Deadly Blessing (1981)    1 Stars

“Pray you’re not blessed”

 

Deadly Blessing (1981)

Director: Wes Craven

Cast: Maren Jensen, Sharon Stone, Susan Buckner

Synopsis: This film is set in Amish Country, at a local farm, where a woman’s husband is mysteriously killed by his own tractor!

 

 

 

This early(ish) horror movie from Wes Craven could have been a bona-fide classic had the writing been a little clearer with regard to some character motives, because Deadly Blessing has a nice, creepy atmosphere and an unusual storyline in which modern values clash with perhaps outdated religious ones in the American Midwest. Craven and his fellow writers at least have to be applauded for (just about) plausibly manipulating three hot chicks into a remote farmhouse where they can be menaced by nature and evil, and spied upon while naked by inbred country folk.

Model Maren Jensen, whose last film this would be, plays Martha, an unusually beautilicious farmer‘s wife, married to the hunky Tom (Jonathan Gulla), who was once a member of the neighbouring Hittite community, a religious group closely based on the Amish community. The Hittite men wear black suits and hats and have beards without moustaches, while their women wear modest dresses that cover everything from neck to ankle. The Hittites also reject modern mechanical items, and Tom’s zealous father, Isaiah (Ernest Borgnine) is so incensed by his son’s use of farm machinery that he forbids his younger son, John (Jeff East) from having anything to do with his older brother. Another neighbour who has problems getting along with the Hittites is young Faith (Lisa Hartman) whose talent for art offends local Hittite weirdo William Gluntz (Michael Berryman), and her mother (Lois Nettleton), who is strangely flirtatious around Tom despite being a self-professed misandrist.

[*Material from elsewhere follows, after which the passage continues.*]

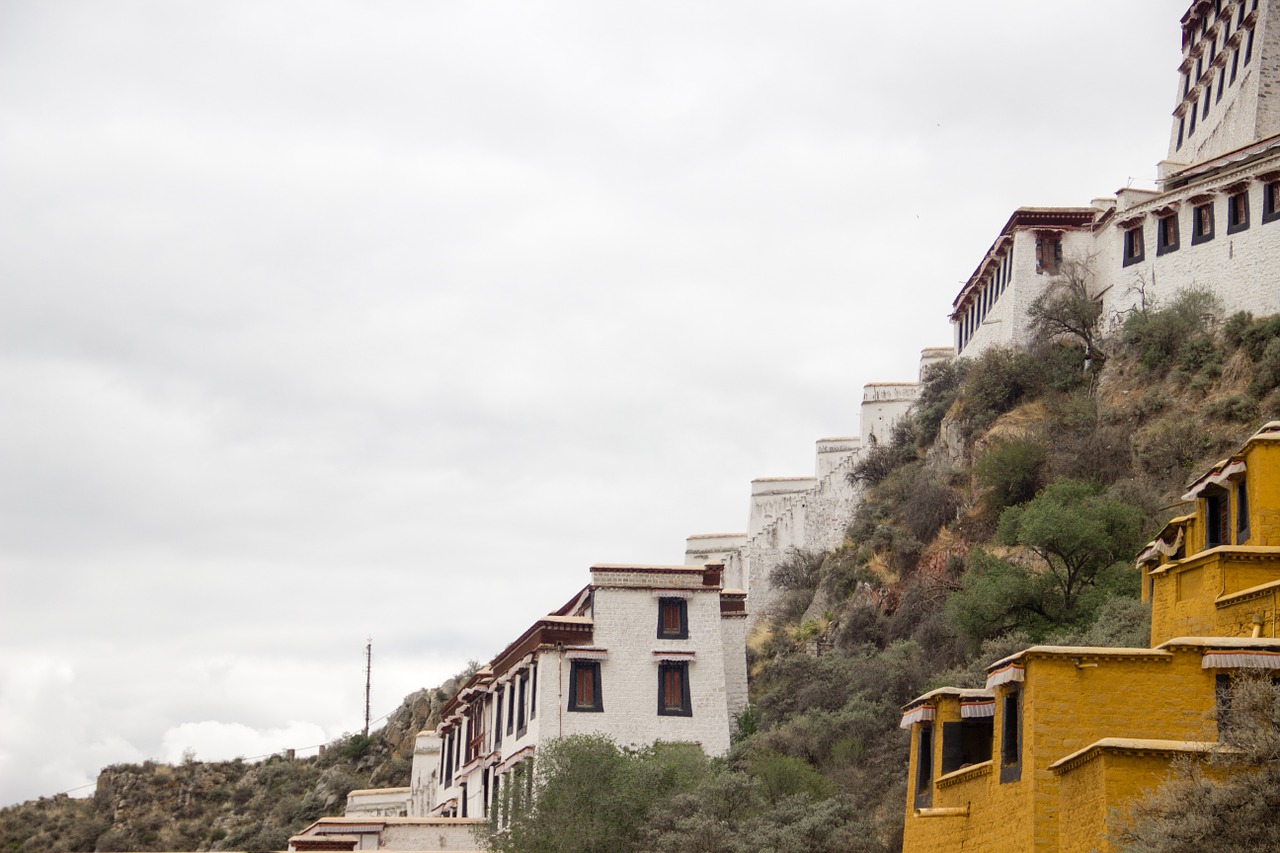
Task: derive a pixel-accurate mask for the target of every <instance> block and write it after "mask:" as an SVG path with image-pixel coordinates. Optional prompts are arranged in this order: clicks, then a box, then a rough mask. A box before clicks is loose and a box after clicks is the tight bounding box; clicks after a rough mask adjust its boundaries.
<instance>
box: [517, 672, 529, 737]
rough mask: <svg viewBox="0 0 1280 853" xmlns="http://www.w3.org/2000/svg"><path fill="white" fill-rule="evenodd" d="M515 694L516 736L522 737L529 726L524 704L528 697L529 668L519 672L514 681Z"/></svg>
mask: <svg viewBox="0 0 1280 853" xmlns="http://www.w3.org/2000/svg"><path fill="white" fill-rule="evenodd" d="M516 684H517V694H516V736H517V738H524V736H525V731H526V729H527V727H529V717H527V716H526V713H527V712H526V707H527V706H526V704H525V702H527V697H529V670H525V671H524V672H521V674H520V679H518V680H517V681H516Z"/></svg>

One fateful night, Tom sees a light on in the barn and when he investigates find the word Incubus scrawled on the wall in red paint. As he’s painting over the word he’s crushed by his own tractor in a scene shot through a red filter. There are plenty of suspects, even though his death is seen as a tragic accident: Isaiah and William both have their reasons, for a start. Anyway, nobody is charged and Martha angrily rejects Isaiah’s offer to buy the farm from her, deciding instead to maintain the place herself — because everyone knows just how easy it is to run a farm without any help. Luckily for her, two friends from the city have arrived to offer her their support — although not their manual labour. Lana (Sharon Stone) and Vicky (Susan Buckner) are on a mission to cheer their friend up, because all a grieving widow with a farm to runs needs is a couple of city girls lounging around the place, shrieking at spiders and inflaming the ultra-religious neighbours.

One of those unable to resist the siren call of modern city girls is William, who pays the price of peering through a window of the Schmidt widow’s house to watch her slip out of her clothing when an unknown assailant stabs him in the back. Lana, who really didn’t put much though into her suitability for life in the country, gets freaked out in the barn in which Tom died when all the shutters unaccountably close on their own leaving her in darkness with all those creepy-crawlies you find in the countryside. Naturally, she freaks out so it’s probably something of a relief when the episode comes to an end with her encountering the body of William swinging from a beam. Meanwhile, Vicky starts getting close to John Schmidt, a relationship which disturbs Isaiah, who is becoming increasingly obsessed with the idea that an incubus is stalking the countryside.

Although Deadly Blessing could technically be described as a stalk-and-slash horror flick, it’s actually pretty restrained for that sub-genre, although it’s noticeable that all those who die have been, or are about to, participate in sex or, in the case of poor freaky-looking William, entertaining thoughts about it, which is, in a cockeyed way, in keeping with the theme of an incubus orchestrating many of the creepy incidents taking place around the Schmidt homestead. The deaths aren’t particularly gory, and Craven seems more interested in exploring the tensions between the two communities in the midst of a demonic possession of sexual persuasion than simply rolling out a gory set-piece every ten minutes.

It’s also refreshing to find a movie of this nature which doesn’t revolve around sex-starved teenagers. Of the three female leads, it’s perhaps inevitable that a delicious-looking pre-stardom Sharon Stone makes the biggest impression, while Jensen is just a little too bland for her role. And of course it’s always good to see Michael Berryman; the guy has a face that was made for horror movies, and his unique features make any movie he appears in memorable. On the negative side, however, Deadly Blessing’s rather muddled storyline means it might need a couple of viewings to fully understand — which is a commitment most viewers probably won’t be willing to make.